Dive Brief:
- Four in 10 U.S. workers surveyed by the American Staffing Association said their debt — including mortgages, credit card debt, student loans and medical debt — was influencing their career decisions, according to a report released Oct. 10.
- Millennial workers were more likely than any other generation to say debt was affecting those choices.
- Notably, nearly 3 in 4 workers surveyed said they have debt of some kind. “Increased levels of personal debt results in unhealthy levels of stress, damaged credit scores, limited mobility in the job market, reduced quality of life, and reduced prospects for the future for a growing number of individuals and their families,” Richard Wahlquist, CEO of ASA, said in a statement.
Dive Insight:
Financial stress can put incredible strain on workers’ productivity and health, various studies have shown.

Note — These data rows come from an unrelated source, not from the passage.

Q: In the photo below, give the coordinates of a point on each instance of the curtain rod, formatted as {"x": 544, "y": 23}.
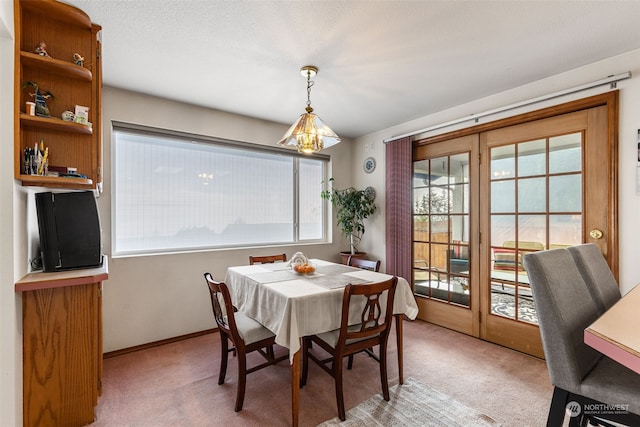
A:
{"x": 610, "y": 79}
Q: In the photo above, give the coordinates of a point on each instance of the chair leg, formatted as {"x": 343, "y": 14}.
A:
{"x": 557, "y": 408}
{"x": 383, "y": 371}
{"x": 242, "y": 380}
{"x": 270, "y": 352}
{"x": 337, "y": 375}
{"x": 350, "y": 362}
{"x": 306, "y": 344}
{"x": 224, "y": 357}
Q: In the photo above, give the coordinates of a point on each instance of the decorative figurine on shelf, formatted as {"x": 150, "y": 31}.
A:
{"x": 41, "y": 49}
{"x": 40, "y": 99}
{"x": 78, "y": 59}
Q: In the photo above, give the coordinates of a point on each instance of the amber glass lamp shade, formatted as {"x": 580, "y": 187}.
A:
{"x": 309, "y": 134}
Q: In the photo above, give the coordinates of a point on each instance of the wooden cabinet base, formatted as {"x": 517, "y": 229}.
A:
{"x": 60, "y": 346}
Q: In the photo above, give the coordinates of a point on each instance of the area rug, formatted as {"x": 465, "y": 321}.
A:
{"x": 412, "y": 404}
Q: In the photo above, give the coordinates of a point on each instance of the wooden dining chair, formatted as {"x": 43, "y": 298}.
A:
{"x": 365, "y": 264}
{"x": 267, "y": 259}
{"x": 373, "y": 329}
{"x": 246, "y": 334}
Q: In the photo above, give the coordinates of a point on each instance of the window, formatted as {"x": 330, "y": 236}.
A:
{"x": 175, "y": 191}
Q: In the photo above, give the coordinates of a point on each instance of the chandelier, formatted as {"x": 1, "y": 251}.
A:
{"x": 309, "y": 134}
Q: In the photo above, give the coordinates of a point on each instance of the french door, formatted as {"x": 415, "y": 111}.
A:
{"x": 484, "y": 200}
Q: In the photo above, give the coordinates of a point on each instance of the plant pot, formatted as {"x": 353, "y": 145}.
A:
{"x": 346, "y": 254}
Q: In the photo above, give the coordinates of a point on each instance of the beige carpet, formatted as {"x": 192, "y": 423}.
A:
{"x": 412, "y": 404}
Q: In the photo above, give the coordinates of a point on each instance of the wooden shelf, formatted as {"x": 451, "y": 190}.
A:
{"x": 54, "y": 124}
{"x": 55, "y": 66}
{"x": 58, "y": 11}
{"x": 55, "y": 181}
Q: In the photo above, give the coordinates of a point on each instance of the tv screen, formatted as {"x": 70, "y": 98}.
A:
{"x": 69, "y": 229}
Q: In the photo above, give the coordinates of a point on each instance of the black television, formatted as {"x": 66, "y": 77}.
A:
{"x": 69, "y": 228}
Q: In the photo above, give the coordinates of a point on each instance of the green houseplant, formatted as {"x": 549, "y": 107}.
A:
{"x": 354, "y": 206}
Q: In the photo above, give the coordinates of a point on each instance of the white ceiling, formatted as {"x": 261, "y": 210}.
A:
{"x": 380, "y": 63}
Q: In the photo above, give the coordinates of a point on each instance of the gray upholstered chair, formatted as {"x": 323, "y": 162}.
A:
{"x": 579, "y": 373}
{"x": 596, "y": 274}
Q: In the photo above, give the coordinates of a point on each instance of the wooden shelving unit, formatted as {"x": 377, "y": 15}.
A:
{"x": 66, "y": 30}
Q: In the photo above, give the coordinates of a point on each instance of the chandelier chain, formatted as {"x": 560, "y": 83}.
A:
{"x": 309, "y": 84}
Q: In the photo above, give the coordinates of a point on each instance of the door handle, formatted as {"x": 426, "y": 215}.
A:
{"x": 596, "y": 234}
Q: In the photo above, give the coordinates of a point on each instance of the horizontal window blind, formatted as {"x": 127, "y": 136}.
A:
{"x": 179, "y": 192}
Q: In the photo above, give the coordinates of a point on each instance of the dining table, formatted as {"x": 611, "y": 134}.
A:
{"x": 615, "y": 333}
{"x": 294, "y": 305}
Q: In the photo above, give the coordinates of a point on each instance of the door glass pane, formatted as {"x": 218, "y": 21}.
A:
{"x": 565, "y": 153}
{"x": 532, "y": 228}
{"x": 503, "y": 300}
{"x": 532, "y": 195}
{"x": 459, "y": 165}
{"x": 459, "y": 228}
{"x": 565, "y": 230}
{"x": 439, "y": 167}
{"x": 441, "y": 229}
{"x": 503, "y": 196}
{"x": 503, "y": 228}
{"x": 565, "y": 193}
{"x": 526, "y": 308}
{"x": 503, "y": 164}
{"x": 532, "y": 158}
{"x": 459, "y": 196}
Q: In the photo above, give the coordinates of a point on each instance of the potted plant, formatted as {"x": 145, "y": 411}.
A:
{"x": 354, "y": 206}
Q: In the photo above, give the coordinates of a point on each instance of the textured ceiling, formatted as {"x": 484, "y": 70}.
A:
{"x": 380, "y": 63}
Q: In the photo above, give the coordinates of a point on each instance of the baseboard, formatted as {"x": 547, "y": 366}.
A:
{"x": 157, "y": 343}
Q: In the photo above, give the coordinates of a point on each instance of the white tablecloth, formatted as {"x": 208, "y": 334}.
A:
{"x": 293, "y": 305}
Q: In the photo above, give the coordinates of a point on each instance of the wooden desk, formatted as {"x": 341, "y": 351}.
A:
{"x": 62, "y": 346}
{"x": 616, "y": 334}
{"x": 293, "y": 306}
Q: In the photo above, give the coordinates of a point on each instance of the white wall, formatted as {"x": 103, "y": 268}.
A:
{"x": 151, "y": 298}
{"x": 629, "y": 123}
{"x": 10, "y": 324}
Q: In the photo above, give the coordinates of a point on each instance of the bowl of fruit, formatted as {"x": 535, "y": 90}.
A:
{"x": 304, "y": 268}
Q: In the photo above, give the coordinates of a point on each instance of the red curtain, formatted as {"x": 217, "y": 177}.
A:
{"x": 399, "y": 172}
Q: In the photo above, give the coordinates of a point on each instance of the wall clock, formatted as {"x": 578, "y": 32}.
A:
{"x": 369, "y": 164}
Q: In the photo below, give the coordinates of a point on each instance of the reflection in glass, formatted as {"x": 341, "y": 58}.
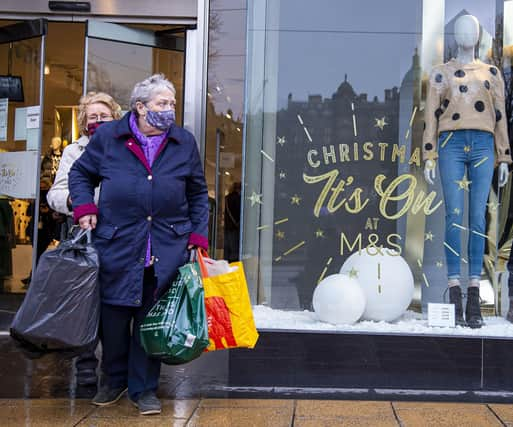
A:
{"x": 23, "y": 59}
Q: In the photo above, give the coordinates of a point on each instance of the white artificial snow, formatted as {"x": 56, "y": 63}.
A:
{"x": 411, "y": 323}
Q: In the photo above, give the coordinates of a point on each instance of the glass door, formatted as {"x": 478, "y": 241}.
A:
{"x": 118, "y": 56}
{"x": 22, "y": 63}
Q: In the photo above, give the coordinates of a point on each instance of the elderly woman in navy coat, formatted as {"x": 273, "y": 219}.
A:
{"x": 153, "y": 207}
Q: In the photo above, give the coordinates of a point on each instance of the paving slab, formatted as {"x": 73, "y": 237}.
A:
{"x": 43, "y": 412}
{"x": 310, "y": 413}
{"x": 504, "y": 412}
{"x": 420, "y": 414}
{"x": 255, "y": 416}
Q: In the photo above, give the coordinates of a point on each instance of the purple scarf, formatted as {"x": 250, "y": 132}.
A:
{"x": 150, "y": 146}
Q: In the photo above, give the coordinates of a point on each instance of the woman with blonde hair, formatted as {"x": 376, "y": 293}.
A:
{"x": 95, "y": 108}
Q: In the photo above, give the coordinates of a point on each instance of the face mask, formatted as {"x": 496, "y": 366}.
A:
{"x": 161, "y": 120}
{"x": 91, "y": 128}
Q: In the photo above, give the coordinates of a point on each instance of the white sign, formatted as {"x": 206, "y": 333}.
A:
{"x": 18, "y": 174}
{"x": 33, "y": 114}
{"x": 441, "y": 315}
{"x": 20, "y": 124}
{"x": 4, "y": 108}
{"x": 227, "y": 160}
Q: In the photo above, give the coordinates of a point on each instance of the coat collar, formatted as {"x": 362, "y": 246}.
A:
{"x": 122, "y": 128}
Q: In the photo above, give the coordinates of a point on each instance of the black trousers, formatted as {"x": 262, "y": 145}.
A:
{"x": 124, "y": 361}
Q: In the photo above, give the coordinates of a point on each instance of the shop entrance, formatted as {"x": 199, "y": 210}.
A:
{"x": 45, "y": 67}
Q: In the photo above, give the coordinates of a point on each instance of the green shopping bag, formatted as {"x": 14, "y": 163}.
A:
{"x": 175, "y": 330}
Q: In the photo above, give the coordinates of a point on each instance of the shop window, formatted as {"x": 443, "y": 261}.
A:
{"x": 334, "y": 169}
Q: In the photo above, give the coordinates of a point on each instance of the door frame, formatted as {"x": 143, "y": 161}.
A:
{"x": 15, "y": 33}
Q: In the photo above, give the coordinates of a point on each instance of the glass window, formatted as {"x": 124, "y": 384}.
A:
{"x": 223, "y": 148}
{"x": 335, "y": 181}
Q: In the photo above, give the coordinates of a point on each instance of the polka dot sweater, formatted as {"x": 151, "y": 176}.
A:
{"x": 465, "y": 96}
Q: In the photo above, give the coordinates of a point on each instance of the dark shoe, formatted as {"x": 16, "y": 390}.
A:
{"x": 473, "y": 310}
{"x": 107, "y": 396}
{"x": 455, "y": 298}
{"x": 85, "y": 391}
{"x": 86, "y": 377}
{"x": 148, "y": 403}
{"x": 509, "y": 316}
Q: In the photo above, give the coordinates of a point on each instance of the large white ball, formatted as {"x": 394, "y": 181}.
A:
{"x": 339, "y": 299}
{"x": 386, "y": 280}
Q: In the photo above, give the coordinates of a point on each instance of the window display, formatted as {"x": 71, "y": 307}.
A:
{"x": 371, "y": 147}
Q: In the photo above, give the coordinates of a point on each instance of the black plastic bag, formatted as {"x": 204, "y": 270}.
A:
{"x": 61, "y": 310}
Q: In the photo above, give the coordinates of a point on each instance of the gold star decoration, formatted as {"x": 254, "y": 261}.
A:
{"x": 493, "y": 206}
{"x": 319, "y": 233}
{"x": 353, "y": 273}
{"x": 464, "y": 183}
{"x": 255, "y": 198}
{"x": 380, "y": 123}
{"x": 295, "y": 200}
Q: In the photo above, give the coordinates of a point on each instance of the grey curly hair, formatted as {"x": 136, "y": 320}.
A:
{"x": 145, "y": 90}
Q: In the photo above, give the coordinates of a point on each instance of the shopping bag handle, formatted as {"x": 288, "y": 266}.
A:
{"x": 198, "y": 255}
{"x": 80, "y": 235}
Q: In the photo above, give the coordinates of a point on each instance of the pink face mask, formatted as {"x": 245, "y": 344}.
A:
{"x": 91, "y": 128}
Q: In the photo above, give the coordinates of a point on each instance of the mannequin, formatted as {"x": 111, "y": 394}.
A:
{"x": 52, "y": 160}
{"x": 466, "y": 132}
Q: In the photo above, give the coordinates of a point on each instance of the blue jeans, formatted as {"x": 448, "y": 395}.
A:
{"x": 470, "y": 151}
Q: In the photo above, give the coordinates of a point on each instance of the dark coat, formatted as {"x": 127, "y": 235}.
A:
{"x": 168, "y": 200}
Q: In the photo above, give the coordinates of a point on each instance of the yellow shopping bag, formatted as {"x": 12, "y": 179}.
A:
{"x": 229, "y": 314}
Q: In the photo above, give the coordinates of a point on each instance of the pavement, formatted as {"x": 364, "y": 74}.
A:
{"x": 254, "y": 412}
{"x": 43, "y": 392}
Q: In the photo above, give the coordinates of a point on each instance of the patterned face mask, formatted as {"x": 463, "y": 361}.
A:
{"x": 161, "y": 120}
{"x": 91, "y": 128}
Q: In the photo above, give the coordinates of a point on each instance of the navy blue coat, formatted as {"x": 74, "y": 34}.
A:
{"x": 168, "y": 200}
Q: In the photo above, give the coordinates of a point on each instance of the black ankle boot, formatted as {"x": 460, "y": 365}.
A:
{"x": 473, "y": 310}
{"x": 509, "y": 316}
{"x": 455, "y": 298}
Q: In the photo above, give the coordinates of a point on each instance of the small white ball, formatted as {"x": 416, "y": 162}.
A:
{"x": 339, "y": 299}
{"x": 387, "y": 281}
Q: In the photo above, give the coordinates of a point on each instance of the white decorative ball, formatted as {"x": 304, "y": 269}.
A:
{"x": 386, "y": 280}
{"x": 339, "y": 299}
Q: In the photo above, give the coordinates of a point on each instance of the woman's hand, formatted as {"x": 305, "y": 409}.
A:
{"x": 87, "y": 222}
{"x": 430, "y": 171}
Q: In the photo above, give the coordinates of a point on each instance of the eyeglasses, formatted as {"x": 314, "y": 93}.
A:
{"x": 99, "y": 117}
{"x": 165, "y": 105}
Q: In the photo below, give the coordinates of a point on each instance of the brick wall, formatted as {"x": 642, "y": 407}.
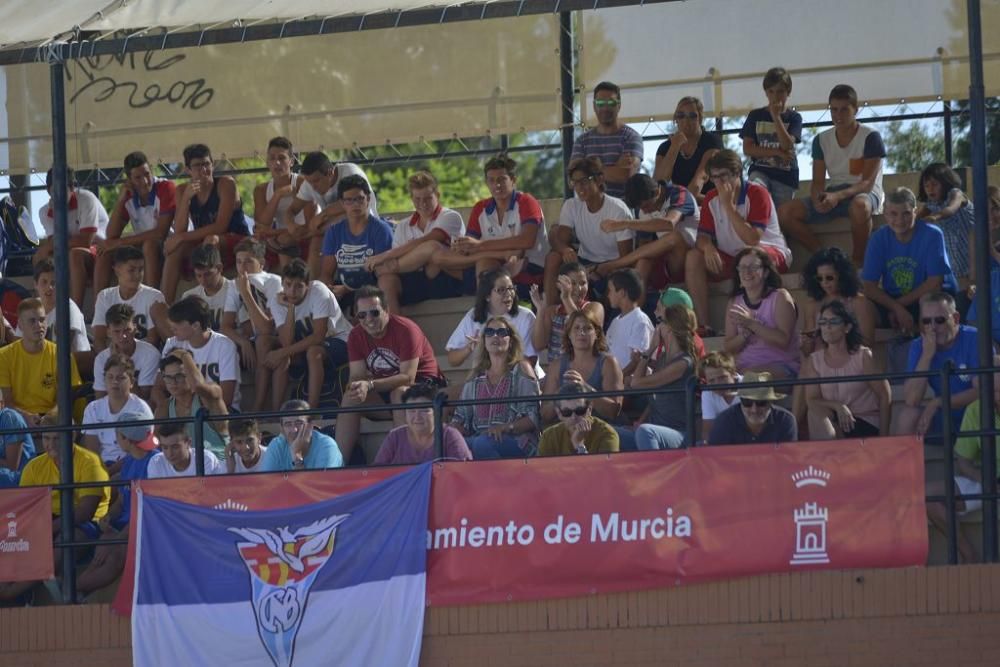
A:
{"x": 918, "y": 616}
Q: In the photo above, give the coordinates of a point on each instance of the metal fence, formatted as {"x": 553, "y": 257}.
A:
{"x": 689, "y": 393}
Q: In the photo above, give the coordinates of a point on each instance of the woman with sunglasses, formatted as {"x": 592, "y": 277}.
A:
{"x": 665, "y": 420}
{"x": 585, "y": 361}
{"x": 507, "y": 428}
{"x": 761, "y": 329}
{"x": 844, "y": 409}
{"x": 414, "y": 442}
{"x": 831, "y": 276}
{"x": 578, "y": 430}
{"x": 496, "y": 296}
{"x": 682, "y": 158}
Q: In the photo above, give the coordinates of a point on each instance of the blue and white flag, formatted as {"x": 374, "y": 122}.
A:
{"x": 338, "y": 582}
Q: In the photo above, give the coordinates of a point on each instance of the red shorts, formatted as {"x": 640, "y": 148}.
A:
{"x": 729, "y": 264}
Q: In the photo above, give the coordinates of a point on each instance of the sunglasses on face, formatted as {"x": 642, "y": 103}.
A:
{"x": 491, "y": 332}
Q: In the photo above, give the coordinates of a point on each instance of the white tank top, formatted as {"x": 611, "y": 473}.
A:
{"x": 283, "y": 205}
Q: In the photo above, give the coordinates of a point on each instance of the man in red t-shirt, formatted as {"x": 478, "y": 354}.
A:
{"x": 387, "y": 354}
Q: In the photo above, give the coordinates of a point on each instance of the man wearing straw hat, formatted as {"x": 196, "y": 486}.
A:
{"x": 755, "y": 419}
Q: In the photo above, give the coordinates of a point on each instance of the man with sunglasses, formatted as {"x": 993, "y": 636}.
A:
{"x": 387, "y": 353}
{"x": 942, "y": 339}
{"x": 618, "y": 146}
{"x": 578, "y": 430}
{"x": 755, "y": 419}
{"x": 905, "y": 260}
{"x": 349, "y": 243}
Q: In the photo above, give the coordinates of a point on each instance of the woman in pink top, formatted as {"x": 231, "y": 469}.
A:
{"x": 844, "y": 409}
{"x": 414, "y": 442}
{"x": 761, "y": 327}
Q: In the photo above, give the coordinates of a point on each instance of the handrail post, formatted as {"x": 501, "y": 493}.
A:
{"x": 949, "y": 462}
{"x": 439, "y": 402}
{"x": 689, "y": 391}
{"x": 199, "y": 441}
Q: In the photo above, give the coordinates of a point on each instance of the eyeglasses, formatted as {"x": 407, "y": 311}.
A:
{"x": 491, "y": 332}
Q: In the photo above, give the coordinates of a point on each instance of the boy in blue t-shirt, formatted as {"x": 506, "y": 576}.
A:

According to a report from PNC Bank earlier this year, 3 in 5 U.S. workers said they lived paycheck to paycheck, and 78% of employers surveyed said their workers were financially stressed — a number that has grown since 2023.
On top of that, 43% of workers with employer-sponsored insurance carry some kind of medical debt, according to healthcare advocacy collective Goodroot. Younger workers were more likely to carry medical debt, researchers found, which aligns with ASA’s finding that millennials were most likely to carry some sort of debt.
Employers do have options to help workers — including a relatively new federal law that allows employers to make contributions to employees’ retirement plans based on qualified student loan payments.
Abbott’s executive vice president of human resources explained in an HR Dive op-ed that her company’s program, Freedom 2 Save, helps workers focus on paying down debts: If a worker applies 2% or more of their salary to a student loan, they can receive “an annual employer contribution of 5% of their salary to their 401(k) — regardless of whether they contribute to their workplace retirement account themselves,” she wrote.